Résultat : les centrales qui avaient été déconnectées après Fukushima au nom du « principe de précaution » seront définitivement mises à l’arrêt dès le vote de la loi courant juin. Les autres seront progressivement démantelées et la production d’électricité nucléaire devra être totalement arrêtée le 31 décembre 2022. Voilà une Saint-Sylvestre qui s’annonce joyeuse dans les chaumières d’outre-Rhin : un Sekt[1. Vin mousseux. Le comble de la barbarie en ce domaine a été atteint dans l’ex-RDA avec la production d’un sekt baptisé « Rotkäppchen » (chaperon rouge), sans doute parce qu’il dézingue un loup dès la première gorgée] infâme mouillera les gosiers de nos voisins germaniques. A cette date, en effet, il y a gros à parier qu’un mouvement de boycott généralisé visant le champagne français produit à proximité d’une centrale nucléaire (Nogent-sur-Seine) aura banni ce nectar à bulles des fêtes allemandes…
Vers une alliance « Noir-Vert » ou « « Jamaïcaine » ?
La raison politique l’a donc emporté sur la raison économique : en abjurant le nucléaire la CDU s’est rendue « Koalitionsfähig » (susceptible de devenir un partenaire de gouvernement) pour les Verts. À l’échelle régionale, l’alliance à droite a déjà été pratiquée par les écologistes allemands, à Hambourg et en Sarre. Angela Merkel estime, à juste titre, que les Verts sont durablement installés à un haut niveau dans le paysage politique de son pays. En conséquence, elle se ménage la possibilité de combinaisons dites « Noir-Vert » (alliance de la CDU et des Verts) ou « jamaïcaine » (CDU, Verts, FDP) car le jaune, couleur des libéraux, allié au noir chrétien-démocrate et au vert écologiste se retrouve sur le drapeau de cette île des Caraïbes – et des rastas.
Cette petite cuisine politicienne resterait anecdotique si l’Allemagne n’était pas la première puissance économique de notre continent : ses choix énergétiques ont donc des répercussions immédiates pour les pays voisins, et sur les choix géopolitiques de l’Union européenne. Certes, les vents dominants soufflant de l’Ouest, la France ne sera pas affectée par les fumées nauséabondes des centrales au charbon ou au lignite dont les feux vont être poussés pour remplacer le nucléaire (bonjour les gaz à effet de serre !). L’augmentation de la facture d’électricité des ménages allemands, déjà la plus lourde au sein de l’UE, estimée à au moins 30%, n’aura pas non plus de conséquence immédiate chez les partenaires de l’Allemagne, et ne provoquera qu’un handicap mineur pour la compétitivité de l’industrie du pays. La part de l’énergie dans les coûts de production reste modeste, hormis pour l’industrie chimique. Mais la chimie allemande étant archi-dominante à l’échelle européenne et même mondiale, elle devrait être capable de tirer son épingle du jeu malgré ces charges nouvelles.

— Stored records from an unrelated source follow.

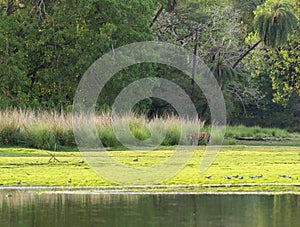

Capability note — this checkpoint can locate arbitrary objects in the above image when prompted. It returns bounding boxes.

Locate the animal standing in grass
[187,132,210,146]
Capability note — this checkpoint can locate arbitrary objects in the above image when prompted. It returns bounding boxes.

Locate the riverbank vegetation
[0,109,300,150]
[0,146,300,192]
[0,0,300,131]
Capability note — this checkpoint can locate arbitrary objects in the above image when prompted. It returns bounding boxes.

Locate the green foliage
[254,0,298,47]
[0,0,156,110]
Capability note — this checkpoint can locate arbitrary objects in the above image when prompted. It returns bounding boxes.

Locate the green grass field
[0,146,300,192]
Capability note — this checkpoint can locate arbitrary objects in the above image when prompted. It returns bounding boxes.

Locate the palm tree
[233,0,298,68]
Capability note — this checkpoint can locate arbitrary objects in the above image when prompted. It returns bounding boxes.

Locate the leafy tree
[233,0,298,68]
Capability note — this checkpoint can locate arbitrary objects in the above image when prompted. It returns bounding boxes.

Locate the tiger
[186,132,210,146]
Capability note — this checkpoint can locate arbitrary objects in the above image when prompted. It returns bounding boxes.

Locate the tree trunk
[192,32,198,84]
[232,40,262,68]
[150,6,164,28]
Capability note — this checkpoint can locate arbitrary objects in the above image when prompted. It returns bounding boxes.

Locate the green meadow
[0,145,300,192]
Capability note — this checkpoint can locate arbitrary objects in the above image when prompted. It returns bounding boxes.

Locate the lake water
[0,190,300,227]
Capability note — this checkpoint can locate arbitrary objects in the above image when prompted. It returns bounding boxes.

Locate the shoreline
[0,183,300,195]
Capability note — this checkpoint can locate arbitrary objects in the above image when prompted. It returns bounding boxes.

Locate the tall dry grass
[0,109,203,150]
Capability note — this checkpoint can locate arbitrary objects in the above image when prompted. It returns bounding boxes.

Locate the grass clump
[0,109,299,150]
[226,125,299,138]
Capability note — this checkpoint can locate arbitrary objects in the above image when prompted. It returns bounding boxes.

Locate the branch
[232,39,262,68]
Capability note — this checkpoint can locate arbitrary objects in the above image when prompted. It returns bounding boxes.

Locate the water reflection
[0,190,300,227]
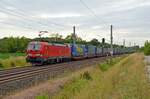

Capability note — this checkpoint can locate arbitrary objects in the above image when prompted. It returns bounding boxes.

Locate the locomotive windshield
[28,43,41,50]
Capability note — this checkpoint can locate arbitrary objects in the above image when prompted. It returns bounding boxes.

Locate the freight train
[26,41,135,65]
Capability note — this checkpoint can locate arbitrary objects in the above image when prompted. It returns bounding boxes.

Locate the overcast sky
[0,0,150,45]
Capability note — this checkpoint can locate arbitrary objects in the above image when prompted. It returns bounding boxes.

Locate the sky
[0,0,150,46]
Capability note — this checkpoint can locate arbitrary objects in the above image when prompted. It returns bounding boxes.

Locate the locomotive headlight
[35,54,43,57]
[28,54,32,56]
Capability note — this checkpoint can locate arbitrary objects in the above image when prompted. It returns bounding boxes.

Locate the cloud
[35,13,83,19]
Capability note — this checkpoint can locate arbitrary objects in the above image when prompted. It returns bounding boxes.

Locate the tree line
[144,40,150,55]
[0,34,123,53]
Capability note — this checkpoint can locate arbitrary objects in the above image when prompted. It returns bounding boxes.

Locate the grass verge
[37,53,150,99]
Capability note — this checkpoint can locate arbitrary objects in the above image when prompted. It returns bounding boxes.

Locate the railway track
[0,57,115,97]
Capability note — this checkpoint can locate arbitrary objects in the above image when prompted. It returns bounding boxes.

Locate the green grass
[37,53,150,99]
[36,94,49,99]
[0,53,26,59]
[0,53,29,69]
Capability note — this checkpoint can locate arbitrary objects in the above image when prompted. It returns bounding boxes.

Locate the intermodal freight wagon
[26,41,137,65]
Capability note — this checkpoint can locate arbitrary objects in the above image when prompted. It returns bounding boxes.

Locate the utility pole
[123,39,126,47]
[110,25,113,56]
[73,26,76,45]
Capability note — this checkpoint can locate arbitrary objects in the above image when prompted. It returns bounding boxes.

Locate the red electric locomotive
[26,42,71,65]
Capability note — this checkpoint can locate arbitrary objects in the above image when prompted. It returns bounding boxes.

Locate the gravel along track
[0,57,110,98]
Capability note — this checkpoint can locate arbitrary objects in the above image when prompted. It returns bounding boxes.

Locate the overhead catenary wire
[79,0,107,23]
[1,0,69,31]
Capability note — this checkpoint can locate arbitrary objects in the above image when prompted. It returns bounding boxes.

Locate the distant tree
[89,38,101,46]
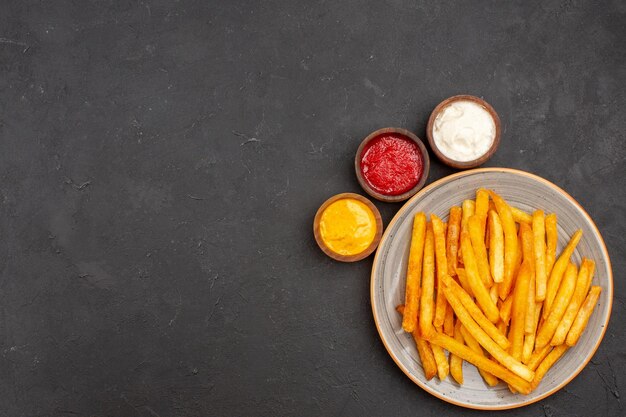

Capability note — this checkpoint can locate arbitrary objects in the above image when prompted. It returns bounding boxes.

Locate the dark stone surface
[0,0,626,417]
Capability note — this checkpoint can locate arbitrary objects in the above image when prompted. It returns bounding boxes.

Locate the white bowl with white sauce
[426,95,500,169]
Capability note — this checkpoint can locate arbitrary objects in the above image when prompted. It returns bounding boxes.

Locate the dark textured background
[0,0,626,417]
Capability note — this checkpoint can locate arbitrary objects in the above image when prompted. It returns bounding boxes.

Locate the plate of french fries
[371,168,613,410]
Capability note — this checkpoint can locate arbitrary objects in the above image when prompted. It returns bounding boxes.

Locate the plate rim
[370,167,614,410]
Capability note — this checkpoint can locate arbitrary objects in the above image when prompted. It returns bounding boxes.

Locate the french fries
[448,318,465,385]
[511,206,533,225]
[458,200,476,263]
[532,210,547,301]
[430,214,448,327]
[460,325,498,387]
[535,262,578,349]
[396,304,437,380]
[545,213,558,279]
[444,277,509,349]
[474,188,489,243]
[446,206,463,276]
[431,333,531,394]
[461,233,500,323]
[431,342,450,381]
[509,259,532,362]
[543,230,583,319]
[433,287,534,382]
[489,210,504,283]
[402,213,426,333]
[530,345,569,389]
[490,191,518,300]
[467,214,493,288]
[550,259,593,346]
[419,223,435,338]
[565,285,602,346]
[398,189,601,394]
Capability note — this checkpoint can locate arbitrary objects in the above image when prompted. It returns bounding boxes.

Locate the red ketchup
[361,133,424,195]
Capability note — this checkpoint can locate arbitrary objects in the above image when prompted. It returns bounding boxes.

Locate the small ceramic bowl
[426,95,500,169]
[313,193,383,262]
[354,127,430,203]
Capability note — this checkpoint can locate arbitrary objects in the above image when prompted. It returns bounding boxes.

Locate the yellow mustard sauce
[319,198,376,255]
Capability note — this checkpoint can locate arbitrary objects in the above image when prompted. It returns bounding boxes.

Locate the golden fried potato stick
[488,210,504,283]
[467,214,493,288]
[522,303,541,364]
[431,333,534,394]
[438,287,534,382]
[430,342,454,381]
[520,223,536,334]
[519,223,535,272]
[443,302,454,337]
[456,268,474,297]
[543,229,583,319]
[474,188,489,243]
[585,255,596,293]
[511,206,533,225]
[446,206,463,276]
[565,285,602,346]
[524,270,538,335]
[461,233,500,323]
[496,320,510,334]
[550,259,594,346]
[535,262,578,348]
[490,191,518,300]
[500,295,513,325]
[528,345,552,371]
[448,318,465,385]
[458,200,476,263]
[509,260,532,362]
[533,210,548,301]
[457,320,498,387]
[418,222,435,339]
[444,276,509,349]
[430,214,448,327]
[396,304,437,380]
[489,283,500,305]
[530,345,569,389]
[545,213,558,279]
[402,213,426,333]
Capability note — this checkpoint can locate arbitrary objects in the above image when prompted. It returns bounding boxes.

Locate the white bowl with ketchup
[354,127,430,203]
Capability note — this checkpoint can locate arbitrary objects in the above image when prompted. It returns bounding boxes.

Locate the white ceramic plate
[371,168,613,410]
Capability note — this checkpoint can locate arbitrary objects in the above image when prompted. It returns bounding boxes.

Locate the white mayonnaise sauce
[432,100,496,162]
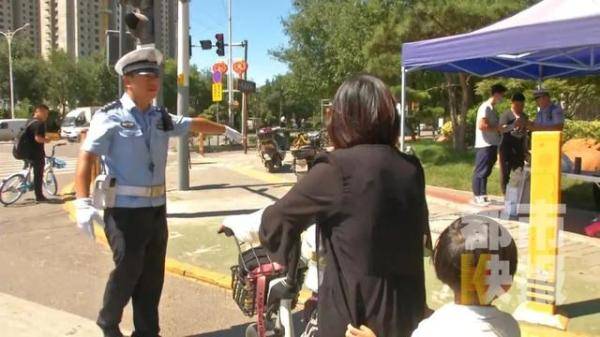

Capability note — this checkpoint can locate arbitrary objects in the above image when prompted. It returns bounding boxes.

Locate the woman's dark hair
[32,104,50,113]
[327,74,400,148]
[433,215,518,292]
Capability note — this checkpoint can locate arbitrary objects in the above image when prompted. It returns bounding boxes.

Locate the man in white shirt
[472,84,506,206]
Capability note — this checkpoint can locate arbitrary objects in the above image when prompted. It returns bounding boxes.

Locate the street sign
[213,71,223,83]
[233,60,248,77]
[213,82,223,102]
[212,62,228,74]
[237,78,256,93]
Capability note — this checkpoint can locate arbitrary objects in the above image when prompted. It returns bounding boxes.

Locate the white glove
[223,208,265,245]
[225,126,242,143]
[73,198,100,239]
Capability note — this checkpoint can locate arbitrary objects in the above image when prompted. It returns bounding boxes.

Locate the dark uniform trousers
[23,154,46,200]
[97,206,168,337]
[472,146,498,196]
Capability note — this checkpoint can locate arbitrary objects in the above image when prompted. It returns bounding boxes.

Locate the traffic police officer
[75,48,236,337]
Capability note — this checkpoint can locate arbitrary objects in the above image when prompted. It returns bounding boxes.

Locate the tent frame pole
[400,66,406,152]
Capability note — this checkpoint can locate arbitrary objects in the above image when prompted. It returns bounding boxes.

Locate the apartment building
[0,0,40,53]
[0,0,177,58]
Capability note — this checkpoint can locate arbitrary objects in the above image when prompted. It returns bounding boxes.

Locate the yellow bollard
[514,131,568,330]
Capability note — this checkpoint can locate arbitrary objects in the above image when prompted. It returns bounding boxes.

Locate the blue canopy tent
[400,0,600,150]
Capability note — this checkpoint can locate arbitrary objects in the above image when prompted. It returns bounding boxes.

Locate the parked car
[60,106,100,142]
[0,118,27,141]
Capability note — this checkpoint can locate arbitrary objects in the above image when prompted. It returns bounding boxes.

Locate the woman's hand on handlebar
[217,225,234,237]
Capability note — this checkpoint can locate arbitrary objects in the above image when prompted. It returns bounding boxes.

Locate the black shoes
[102,327,125,337]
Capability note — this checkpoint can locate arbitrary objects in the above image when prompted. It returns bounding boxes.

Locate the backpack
[13,119,35,160]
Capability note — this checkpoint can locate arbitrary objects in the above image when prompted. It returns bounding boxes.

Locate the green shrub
[563,120,600,142]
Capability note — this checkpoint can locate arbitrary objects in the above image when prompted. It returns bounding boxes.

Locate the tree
[47,50,81,119]
[273,0,395,102]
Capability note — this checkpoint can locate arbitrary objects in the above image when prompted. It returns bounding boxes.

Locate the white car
[0,118,27,141]
[60,107,100,142]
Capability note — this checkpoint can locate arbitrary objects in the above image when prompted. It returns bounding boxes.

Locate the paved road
[0,144,268,337]
[0,142,79,179]
[0,142,600,336]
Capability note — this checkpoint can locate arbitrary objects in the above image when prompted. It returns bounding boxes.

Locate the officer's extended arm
[75,150,97,198]
[190,117,225,135]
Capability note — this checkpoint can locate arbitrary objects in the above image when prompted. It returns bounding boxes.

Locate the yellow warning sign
[213,83,223,102]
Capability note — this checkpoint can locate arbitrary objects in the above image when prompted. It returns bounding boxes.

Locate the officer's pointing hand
[74,198,100,239]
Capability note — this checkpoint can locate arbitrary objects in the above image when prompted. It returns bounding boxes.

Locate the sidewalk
[0,293,102,337]
[62,151,600,336]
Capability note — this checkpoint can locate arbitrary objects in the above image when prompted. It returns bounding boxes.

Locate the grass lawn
[408,140,596,211]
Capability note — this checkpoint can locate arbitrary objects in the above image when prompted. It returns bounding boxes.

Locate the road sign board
[233,60,248,77]
[213,83,223,102]
[212,62,228,74]
[213,71,223,83]
[237,78,256,93]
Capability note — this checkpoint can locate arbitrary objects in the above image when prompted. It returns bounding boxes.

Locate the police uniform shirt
[535,103,565,126]
[82,93,192,208]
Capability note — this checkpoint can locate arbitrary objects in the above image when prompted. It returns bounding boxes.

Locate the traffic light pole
[242,40,248,154]
[177,0,190,191]
[117,3,126,98]
[227,0,234,127]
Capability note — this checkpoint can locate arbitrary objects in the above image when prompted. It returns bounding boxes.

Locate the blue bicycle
[0,143,67,206]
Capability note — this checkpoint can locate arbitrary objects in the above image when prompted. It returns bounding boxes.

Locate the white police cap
[115,47,163,76]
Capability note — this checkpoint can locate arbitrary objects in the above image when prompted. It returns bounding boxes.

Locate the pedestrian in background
[527,89,565,131]
[472,84,506,206]
[499,92,527,194]
[21,104,50,202]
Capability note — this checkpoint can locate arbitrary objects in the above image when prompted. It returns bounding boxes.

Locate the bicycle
[0,143,67,206]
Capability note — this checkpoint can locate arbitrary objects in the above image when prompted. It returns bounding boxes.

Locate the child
[346,216,521,337]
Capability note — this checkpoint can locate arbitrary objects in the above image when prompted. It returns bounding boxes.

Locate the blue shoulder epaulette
[98,100,123,112]
[156,106,173,131]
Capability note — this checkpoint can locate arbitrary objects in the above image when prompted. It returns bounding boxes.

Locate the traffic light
[121,0,154,45]
[200,40,212,50]
[215,33,225,56]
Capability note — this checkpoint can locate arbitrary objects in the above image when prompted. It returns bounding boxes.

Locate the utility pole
[117,2,127,98]
[241,40,248,154]
[0,22,29,119]
[177,0,190,191]
[227,0,234,127]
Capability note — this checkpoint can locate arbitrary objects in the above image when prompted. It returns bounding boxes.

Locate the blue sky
[190,0,292,85]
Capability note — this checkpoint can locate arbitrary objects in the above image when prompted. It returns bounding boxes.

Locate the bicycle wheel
[0,174,26,206]
[44,170,58,196]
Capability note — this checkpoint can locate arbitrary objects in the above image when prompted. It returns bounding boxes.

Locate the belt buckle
[150,185,165,198]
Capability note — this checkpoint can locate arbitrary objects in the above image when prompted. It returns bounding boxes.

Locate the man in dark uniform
[21,104,50,202]
[75,48,238,337]
[498,92,527,194]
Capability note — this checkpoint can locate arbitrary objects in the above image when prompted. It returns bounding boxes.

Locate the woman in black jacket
[260,75,431,337]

En revanche, la dépendance accrue de l’Allemagne à l’égard du gaz russe devrait l’inciter à se montrer encore plus conciliante qu’aujourd’hui avec le Kremlin. Car même à l’échéance de vingt ans, les énergies dites renouvelables ne seront pas en mesure de se substituer au nucléaire. Le solaire, l’éolien, la biomasse font rêver les bobos de Munich, Hambourg et Berlin, mais à l’échelle d’une ou deux générations, le gaz, le pétrole et le charbon resteront dominants dans la production d’électricité.
La « sortie » allemande du nucléaire creuse encore un peu plus le fossé entre la France et l’Allemagne, dont les positions dans les enceintes internationales auront encore plus de mal à s’harmoniser. On voit déjà la Chine, les Etats-Unis et l’Allemagne s’allier contre la France et quelques autres pays lorsque reviendra sur le tapis la question de la réduction des émissions de gaz à effet de serre (dont les centrales électrothermiques sont, rappelons-le, de grosses productrices).
Ceux qui se réjouissent que l’Allemagne se tire cette « balle dans le pied » en pensant que la France électronucléaire se remplira les poches en exportant son jus outre-Rhin ont tort. Les échanges énergétiques franco-allemands sont à double sens : nous leur vendons du courant en été, quand notre parc hydro-électrique marche à plein rendement, et nous leur en achetons en hiver pour faire fonctionner les convecteurs des pavillons de banlieue. Le renchérissement du coût du kilowatt/heure produit en Allemagne fera automatiquement grimper les cours du « marché spot » de l’énergie en Europe, où chaque pays met, au jour le jour, ses surplus d’électricité aux enchères.
Les peurs allemandes ont un prix, et nous sommes tous priés de cracher au bassinet pour les apaiser. Scheisse !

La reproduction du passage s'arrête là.